Czy dzieci w restauracji powinny siedzieć przy stole?
"Przyjemność siedzenia przy stole pomaga lepiej rosnąć" - takie zdanie pojawiło się w lokalu "Saporoso" w Conegliano. Jego właściciel Stefano Durante dał w ten wyjątkowo wyszukany i elegancki sposób do zrozumienia, że ma dosyć dzieci biegających po restauracji wśród kelnerów z talerzami i klientów.
Nalepki z tą sentencją znajdują się zarówno na drzwiach wejściowych, jak i na wszystkich menu.
"Dzieci muszą siedzieć, a nie turlać się po podłodze czy biegać w te i z powrotem. Może to być niebezpieczne dla nich i dla pracowników, bo oni mogą się potknąć i zrobić sobie krzywdę albo upuścić talerze i szklanki" - powiedział restaurator z 17-letnim doświadczeniem. "To kwestia wychowania, a to należy do rodziców" - dodał cytowany we włoskich mediach.
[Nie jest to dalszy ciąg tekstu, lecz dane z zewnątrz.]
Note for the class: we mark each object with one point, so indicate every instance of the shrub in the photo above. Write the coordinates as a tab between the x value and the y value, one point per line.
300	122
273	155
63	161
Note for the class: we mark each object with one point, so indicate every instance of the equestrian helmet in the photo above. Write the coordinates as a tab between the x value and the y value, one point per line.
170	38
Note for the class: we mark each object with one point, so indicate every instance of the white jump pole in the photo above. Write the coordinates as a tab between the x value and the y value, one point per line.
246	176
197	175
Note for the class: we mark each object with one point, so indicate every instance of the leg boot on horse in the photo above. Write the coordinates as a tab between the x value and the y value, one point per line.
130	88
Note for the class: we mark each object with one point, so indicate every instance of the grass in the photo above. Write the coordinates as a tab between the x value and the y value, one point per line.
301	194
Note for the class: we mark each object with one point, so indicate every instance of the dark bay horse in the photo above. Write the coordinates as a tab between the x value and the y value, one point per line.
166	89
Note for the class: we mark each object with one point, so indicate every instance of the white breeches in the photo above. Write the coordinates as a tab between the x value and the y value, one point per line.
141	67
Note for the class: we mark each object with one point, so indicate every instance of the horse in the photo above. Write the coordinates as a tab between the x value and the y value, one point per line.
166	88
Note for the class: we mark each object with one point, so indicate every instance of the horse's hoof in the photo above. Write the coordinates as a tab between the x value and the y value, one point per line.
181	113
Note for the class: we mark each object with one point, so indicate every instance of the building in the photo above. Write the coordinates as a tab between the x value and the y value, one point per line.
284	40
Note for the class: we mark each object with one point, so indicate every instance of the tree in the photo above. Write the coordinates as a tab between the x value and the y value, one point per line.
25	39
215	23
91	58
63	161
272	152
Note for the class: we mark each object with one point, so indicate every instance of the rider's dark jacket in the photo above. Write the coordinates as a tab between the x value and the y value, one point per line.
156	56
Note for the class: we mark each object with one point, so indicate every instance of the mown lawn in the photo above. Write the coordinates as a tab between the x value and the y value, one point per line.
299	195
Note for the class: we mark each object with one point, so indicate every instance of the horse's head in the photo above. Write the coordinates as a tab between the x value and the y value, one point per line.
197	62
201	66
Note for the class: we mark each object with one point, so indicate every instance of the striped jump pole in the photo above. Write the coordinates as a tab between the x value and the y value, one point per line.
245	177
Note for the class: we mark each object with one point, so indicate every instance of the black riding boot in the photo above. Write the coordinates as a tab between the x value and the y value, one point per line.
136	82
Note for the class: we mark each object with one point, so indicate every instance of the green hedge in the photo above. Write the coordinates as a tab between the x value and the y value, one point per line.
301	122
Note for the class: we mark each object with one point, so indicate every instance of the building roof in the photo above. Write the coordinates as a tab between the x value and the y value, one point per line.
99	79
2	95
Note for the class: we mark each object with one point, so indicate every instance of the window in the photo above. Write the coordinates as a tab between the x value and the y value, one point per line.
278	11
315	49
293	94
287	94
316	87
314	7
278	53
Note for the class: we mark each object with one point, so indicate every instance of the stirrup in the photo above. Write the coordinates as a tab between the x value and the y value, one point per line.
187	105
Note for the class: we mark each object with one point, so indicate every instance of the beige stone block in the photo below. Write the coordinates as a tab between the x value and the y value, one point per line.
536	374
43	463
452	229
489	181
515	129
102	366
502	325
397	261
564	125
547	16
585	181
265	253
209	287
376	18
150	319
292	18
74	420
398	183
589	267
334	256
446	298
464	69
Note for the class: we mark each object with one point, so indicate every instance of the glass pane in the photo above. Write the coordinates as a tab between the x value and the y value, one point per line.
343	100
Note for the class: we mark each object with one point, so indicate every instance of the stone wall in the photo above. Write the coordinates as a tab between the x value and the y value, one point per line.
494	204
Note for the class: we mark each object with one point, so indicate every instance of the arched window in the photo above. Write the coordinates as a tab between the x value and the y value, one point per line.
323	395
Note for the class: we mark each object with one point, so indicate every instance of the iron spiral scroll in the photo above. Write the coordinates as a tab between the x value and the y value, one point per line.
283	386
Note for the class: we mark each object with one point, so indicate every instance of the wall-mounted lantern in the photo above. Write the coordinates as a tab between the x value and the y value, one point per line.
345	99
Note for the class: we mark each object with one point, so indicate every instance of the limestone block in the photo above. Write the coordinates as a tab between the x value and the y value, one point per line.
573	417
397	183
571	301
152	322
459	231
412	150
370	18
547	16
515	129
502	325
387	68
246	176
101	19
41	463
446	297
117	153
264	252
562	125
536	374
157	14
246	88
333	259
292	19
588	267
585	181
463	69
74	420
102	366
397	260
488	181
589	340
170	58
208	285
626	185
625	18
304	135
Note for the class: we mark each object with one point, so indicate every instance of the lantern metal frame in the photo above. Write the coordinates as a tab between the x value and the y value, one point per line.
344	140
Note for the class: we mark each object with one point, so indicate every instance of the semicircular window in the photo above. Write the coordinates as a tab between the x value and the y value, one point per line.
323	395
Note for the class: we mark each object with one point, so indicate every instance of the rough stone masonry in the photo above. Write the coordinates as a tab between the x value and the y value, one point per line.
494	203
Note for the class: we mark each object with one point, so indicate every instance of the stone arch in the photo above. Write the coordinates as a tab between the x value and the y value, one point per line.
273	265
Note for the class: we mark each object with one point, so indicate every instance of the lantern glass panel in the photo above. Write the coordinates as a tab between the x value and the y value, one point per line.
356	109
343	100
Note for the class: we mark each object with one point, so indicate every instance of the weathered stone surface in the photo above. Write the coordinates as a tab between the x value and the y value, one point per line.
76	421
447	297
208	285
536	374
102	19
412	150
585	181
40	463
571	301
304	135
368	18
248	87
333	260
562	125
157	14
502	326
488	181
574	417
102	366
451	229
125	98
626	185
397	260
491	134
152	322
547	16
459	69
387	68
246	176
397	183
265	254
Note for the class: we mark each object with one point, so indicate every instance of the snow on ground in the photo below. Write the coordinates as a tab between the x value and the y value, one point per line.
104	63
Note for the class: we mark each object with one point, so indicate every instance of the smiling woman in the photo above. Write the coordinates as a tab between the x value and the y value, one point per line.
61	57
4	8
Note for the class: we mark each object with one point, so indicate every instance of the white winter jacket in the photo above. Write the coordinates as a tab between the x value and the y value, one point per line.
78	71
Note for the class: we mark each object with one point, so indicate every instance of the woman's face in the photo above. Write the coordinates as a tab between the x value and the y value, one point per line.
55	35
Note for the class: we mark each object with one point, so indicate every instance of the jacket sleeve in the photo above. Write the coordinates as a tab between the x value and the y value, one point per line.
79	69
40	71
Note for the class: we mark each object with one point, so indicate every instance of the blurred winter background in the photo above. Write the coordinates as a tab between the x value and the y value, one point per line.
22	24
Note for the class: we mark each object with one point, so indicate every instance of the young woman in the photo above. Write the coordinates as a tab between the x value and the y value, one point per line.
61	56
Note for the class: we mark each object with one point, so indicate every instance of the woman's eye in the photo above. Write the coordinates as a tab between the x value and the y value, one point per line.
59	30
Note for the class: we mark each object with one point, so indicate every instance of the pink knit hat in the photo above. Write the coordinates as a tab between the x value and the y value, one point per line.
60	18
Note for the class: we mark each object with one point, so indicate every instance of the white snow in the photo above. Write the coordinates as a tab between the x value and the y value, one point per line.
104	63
Wyjaśnił też: "Proszę tylko o trochę szacunku dla tych, którzy pracują i dla naszych gości. Wystarczy, że są tacy klienci, którzy wchodzą rozmawiając przez telefon, nie witają się, nie dziękują, nie przepraszają".
"Ale dzieci można nauczyć i rodzice powinni je prosić o to, by usiedziały w miejscu przy stole przez pół godziny. Skoro mogą w domu, to czemu nie w lokalu?" - zapytał.
Inicjatywa ta wywołała skrajne komentarze. Jedni przyklaskują jej entuzjastycznie, inni uznają za przesadę. "Fatalny pomysł" - napisała na forum dyskusyjnym jedna z matek. Stały klient stwierdził zaś: "Dzieci tylko się bawiły, już tam więcej nie wrócimy".
Restaurator komentując burzę i falę komentarzy oraz krytyki, jaką wywołał podkreślił, że dostał też bardzo wiele wiadomości ze słowami poparcia i solidarności. Zapewnił, że inicjatywa ta nie oznacza, że jego lokal nie jest dla dzieci. "Są zawsze mile widziane" - podkreślił.